A little taste of Spain in the City

The festive season is almost upon us – so almost upon us, indeed, that the festive eating began yesterday, being entertained at Eyre Brothers in the City of London.

A very pleasant venue – which wasn’t there when I actually worked in the vicinity, but that’s beginning to seem like a very long time ago now – Eyre Brothers is dedicated to Spanish cuisine, but not, as is so trendy these days, just tapas.

As we nibbled olives and bread rolls, I ordered Brandada de bacalao (pictured left), which came with a soft-boiled egg, pimientos de piquillo, olives, capers and grilled bread, to start.

Brandade is an emulsion of salt cod and olive oil that’s also familiar in France as Brandade de Morue.

The only time I’ve eaten it previously was in a poor, touristy place in Paris, where it was only memorable for a bone piercing the roof of my mouth.

There was a single bone here too, but it was fished out in time. Otherwise, this was light and airy and a very soothing taste and texture.

The red pepper, olives and capers added a real burst of gutsy flavour and colour, while the thick piece of chargrilled bread brought texture, and the egg – cooked to perfection, with the yolk just running – seemed to bring the diner full circle to smooth, soothingness once more.

This really was a delightful and very satisfying dish.

Next up was roast Barbary duck with savoy cabbage, chesnuts and smoked pancetta.

It didn’t exactly bode well. Like an echo of last year’s pheasant at Blacks, was a leg and thigh, served in one piece, atop the cabbage mix, in a bowl.

That makes it difficult to cut – and indeed, sharper knives would also have helped.

Confit leg would work nicely like this – where the meat flaked easily away from the bone – but this was harder work although, once I managed to get to the thickest, brownest meat, it was tasty.

And the cabbage, chestnuts and bacon was very pleasant indeed, although the cabbage could possibly have been cooked a tad less.

Side dishes included broccoli – but I’m afraid that was taking the old al dente thing to the extreme of near rawness.

To finish, I opted for dulce de leche ice cream, which was pleasant and light.
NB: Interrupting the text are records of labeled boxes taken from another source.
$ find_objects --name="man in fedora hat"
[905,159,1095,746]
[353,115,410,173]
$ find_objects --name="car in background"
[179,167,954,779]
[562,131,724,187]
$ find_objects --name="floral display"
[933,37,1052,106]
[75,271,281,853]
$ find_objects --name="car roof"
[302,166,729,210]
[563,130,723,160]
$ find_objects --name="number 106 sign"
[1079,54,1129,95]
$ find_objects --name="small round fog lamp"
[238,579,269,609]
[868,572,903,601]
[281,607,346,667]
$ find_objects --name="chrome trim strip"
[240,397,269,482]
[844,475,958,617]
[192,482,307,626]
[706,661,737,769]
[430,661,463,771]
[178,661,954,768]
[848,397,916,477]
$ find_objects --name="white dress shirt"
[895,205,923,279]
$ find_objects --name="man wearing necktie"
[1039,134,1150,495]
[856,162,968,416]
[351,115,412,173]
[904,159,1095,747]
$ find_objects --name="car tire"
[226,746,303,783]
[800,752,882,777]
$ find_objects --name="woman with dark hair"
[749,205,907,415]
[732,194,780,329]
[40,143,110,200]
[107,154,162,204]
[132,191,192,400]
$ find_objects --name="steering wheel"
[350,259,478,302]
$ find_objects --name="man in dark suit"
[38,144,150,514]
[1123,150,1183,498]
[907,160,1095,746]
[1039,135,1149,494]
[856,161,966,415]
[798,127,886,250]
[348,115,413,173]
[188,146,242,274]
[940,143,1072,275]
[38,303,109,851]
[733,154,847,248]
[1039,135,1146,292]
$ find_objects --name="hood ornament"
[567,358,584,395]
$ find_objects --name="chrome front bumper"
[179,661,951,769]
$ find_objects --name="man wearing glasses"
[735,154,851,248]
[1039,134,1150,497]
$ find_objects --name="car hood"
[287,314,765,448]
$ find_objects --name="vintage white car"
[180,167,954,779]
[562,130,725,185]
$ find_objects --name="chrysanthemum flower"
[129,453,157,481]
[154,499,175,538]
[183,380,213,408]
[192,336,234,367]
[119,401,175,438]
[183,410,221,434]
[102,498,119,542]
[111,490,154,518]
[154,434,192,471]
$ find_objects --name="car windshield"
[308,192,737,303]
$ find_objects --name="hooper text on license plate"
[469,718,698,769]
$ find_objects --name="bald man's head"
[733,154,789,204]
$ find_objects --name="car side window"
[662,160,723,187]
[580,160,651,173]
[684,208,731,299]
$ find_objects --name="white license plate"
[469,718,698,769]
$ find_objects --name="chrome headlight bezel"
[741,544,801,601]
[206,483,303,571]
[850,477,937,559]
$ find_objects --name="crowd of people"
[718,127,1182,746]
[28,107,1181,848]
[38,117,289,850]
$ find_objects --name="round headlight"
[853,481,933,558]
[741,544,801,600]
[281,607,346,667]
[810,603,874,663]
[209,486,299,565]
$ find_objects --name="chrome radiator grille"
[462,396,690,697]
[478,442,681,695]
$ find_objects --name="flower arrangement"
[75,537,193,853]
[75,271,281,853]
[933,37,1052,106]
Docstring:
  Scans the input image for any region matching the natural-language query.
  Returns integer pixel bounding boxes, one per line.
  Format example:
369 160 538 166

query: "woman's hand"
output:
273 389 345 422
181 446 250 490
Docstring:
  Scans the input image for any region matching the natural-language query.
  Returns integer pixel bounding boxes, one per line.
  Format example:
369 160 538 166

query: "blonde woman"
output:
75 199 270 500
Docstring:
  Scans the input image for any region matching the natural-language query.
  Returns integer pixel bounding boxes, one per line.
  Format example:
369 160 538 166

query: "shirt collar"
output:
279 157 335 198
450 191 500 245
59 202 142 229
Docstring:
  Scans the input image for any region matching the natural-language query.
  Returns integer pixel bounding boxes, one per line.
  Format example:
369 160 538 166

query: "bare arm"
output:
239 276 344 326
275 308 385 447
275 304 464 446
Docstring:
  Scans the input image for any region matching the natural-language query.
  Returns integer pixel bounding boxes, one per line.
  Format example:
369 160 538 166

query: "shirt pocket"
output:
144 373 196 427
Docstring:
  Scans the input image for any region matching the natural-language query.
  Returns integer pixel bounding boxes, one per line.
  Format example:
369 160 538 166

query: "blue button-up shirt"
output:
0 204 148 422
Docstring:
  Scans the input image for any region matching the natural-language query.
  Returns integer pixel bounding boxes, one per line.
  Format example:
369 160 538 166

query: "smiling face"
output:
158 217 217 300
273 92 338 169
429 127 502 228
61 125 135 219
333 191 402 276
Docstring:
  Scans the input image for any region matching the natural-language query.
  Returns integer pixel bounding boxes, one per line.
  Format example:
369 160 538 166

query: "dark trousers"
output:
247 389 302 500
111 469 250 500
Since the entire company was eating dark meat/game, we opted for a 2010 Quinta dos Roques from Portugal, which was bold and fruity and very enjoyable.

The fellow diner who also had duck was of the same opinion as me. But those who had the lamb said that it was excellent – and it certainly looked so.

It was good to see an eatery that hadn’t gone all insanely festive with the menu as soon as Advent had dawned, but was sticking with what it does normally.

Service was friendly and very pleasantly unrushed.

For all the small qualms, I’d be happy to eat at Eyre Brothers again.